What is your manna?
It takes a village to raise a family, they say, but then why can it feel like such a lonely job? Why am I the only one getting up in the middle of the night with the crying baby? Why am I the only one at home day in and day out wiping noses and butts and settling disputes and cleaning up yet one more mess? Where is my village? I saw a meme a few days ago that said something like, "It takes a village to raise a family, but is there like a number we call or what?" That is very much in my own words, but it can feel like that sometimes. It can feel lonely and I can get desperate, longing for that outside help, that outside influence, that human that doesn't whine or need everything done for them.
But maybe, just maybe, I'm looking in the wrong places for my village. I'm looking in the places I expect to see it, I'm looking for it where I think it should be, but what if it's not there? What if my village is showing up in ways I never thought about, in places I would never have looked? What if my village looks like manna? It's not a big huge event, it's just small things gleaned over time, over days, over weeks and months even, but when I lump it all together, I realize my village has showed up for me in a big way.
I love this picture I found on the Internet, (I'm not sure where, I should have noted that before I closed the web page, I know). I picture these two ladies meeting in the morning in the wilderness to pick up their manna for the day. They are comparing stories during their 10 minute excursion outside their tent, they are both in the same stage of life and it is hard and they get discouraged, but yet they come out for their share of manna. This manna isn't landing in neat packages all tied up and ready for them, no they are picking this manna off the ground. Perhaps sometimes they even have to brush some dirt off of it before they put it in the basket, but still they keep on because this is what is sustaining them, literally.
What is my manna? Today, it felt obscure, hidden behind a sassy attitude and a snow-tracked freshly cleaned floor. But it was there. It was there in the sunshine streaming through the living room window. (My daughter didn't seem impressed with my idea that she should sit it in and bask it in and feel how cozy it was) It was there in a message from a friend announcing that their pig was done and they had gotten a bunch of tenderloin for us. My mouth is about drooling just thinking about it. I have been wanting pork tenderloin for a long time and since we are blessed with so much meat right now (more manna) I have not allowed myself to buy any. But buying from a friend unexpectedly? Manna for my day and a meal for next week. Manna is even here now as I sit at my computer, drinking my peppermint tea and eating chocolate in the quiet of an afternoon while my children are in bed. (I might have even bribed them with 2 M&Ms each if they sleep.)
Manna was in a good, long conversation with a friend last weekend while our children played. This friend has been pouring out manna on me in good and hard ways for the last six years as she graciously allowed me to be part of her pregnancy and little girl after my own pregnancy ended and my little girl went to be with Jesus. Being able to gift her little girl with school supplies when she started school was such a huge gift of manna to me in my grief. I'm pretty sure I was more excited over the box than she was.

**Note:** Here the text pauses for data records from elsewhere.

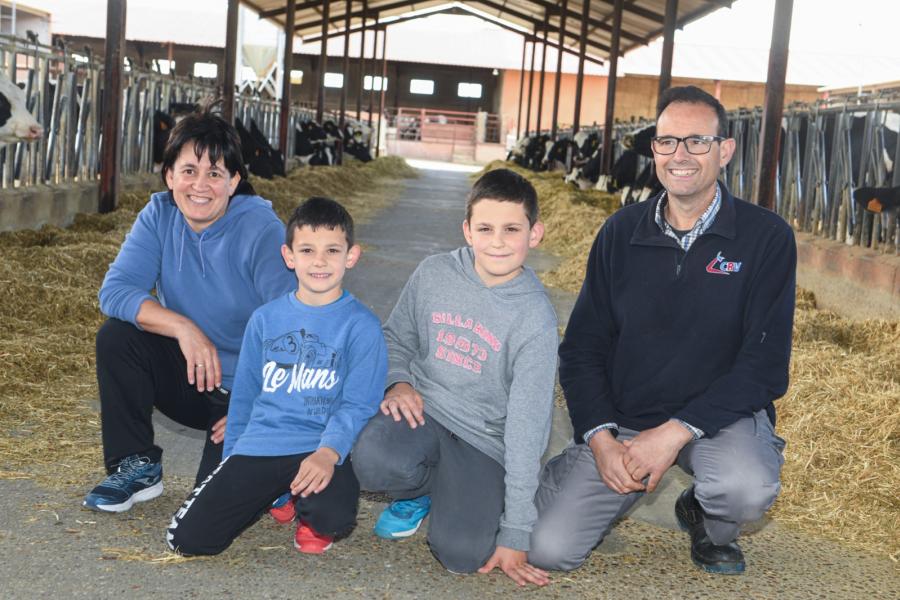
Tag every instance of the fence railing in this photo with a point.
(442, 126)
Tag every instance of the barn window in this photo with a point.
(208, 70)
(334, 80)
(421, 86)
(165, 67)
(367, 83)
(468, 90)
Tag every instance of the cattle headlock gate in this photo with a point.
(63, 92)
(829, 150)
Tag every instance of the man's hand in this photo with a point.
(403, 401)
(653, 451)
(316, 471)
(202, 358)
(515, 564)
(218, 431)
(609, 454)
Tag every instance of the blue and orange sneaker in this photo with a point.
(402, 518)
(137, 479)
(283, 510)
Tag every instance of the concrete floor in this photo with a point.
(50, 546)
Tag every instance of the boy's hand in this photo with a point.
(403, 400)
(316, 471)
(515, 564)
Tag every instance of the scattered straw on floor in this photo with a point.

Manna has been there in messages from friends, in a fun little gift bag from a young girl at church because it was Pastor Appreciation Month, in numerous other cards from small people and money and a gift card for the same reason. Such a blessing of manna that poured over us. It came in the form of a mom giving up her morning, bringing me coffee and washing my dishes as I baked one morning this summer. That still blesses me when I remember.
And yes, I think manna even came yesterday morning as I sat in my chair and felt God prompting me that I've been too hard on my children, that while I am not a yeller, I am a frustrated speaker and that shows through and it's not good. And that maybe instead of getting frustrated, I should try working with them more instead of demanding so much, that I should try to make their work more fun so we both stay happier. I'm an adult and I don't like picking up toys, they really don't like picking up toys, but am I showing them how, am I showing them that it can be done quickly and with pleasure? Am I exemplifying that attitude in my own daily chores?
And yes, sometimes I think manna comes by us picking up the phone and humbling ourselves and asking for help. I remember one day my mom coming and watching my children so I could sleep after a rough night. That was manna and it brings tears to my eyes to remember the kindness that it was to me once I was willing to say I need help. I'm not good at this asking thing, but I think there is manna waiting to be poured out if we are willing to ask.
And so, in conclusion, yes, it takes a village to raise a family, but that village isn't very likely going to descend all at once. That village is going to come as small pieces. Sometimes we may even need to brush the dirt off first before we can see the manna, but it's there and it's just waiting for us. I want to see the manna that comes my way and give thanks and I want to reach out and be the manna that someone else needs to sustain them in their day.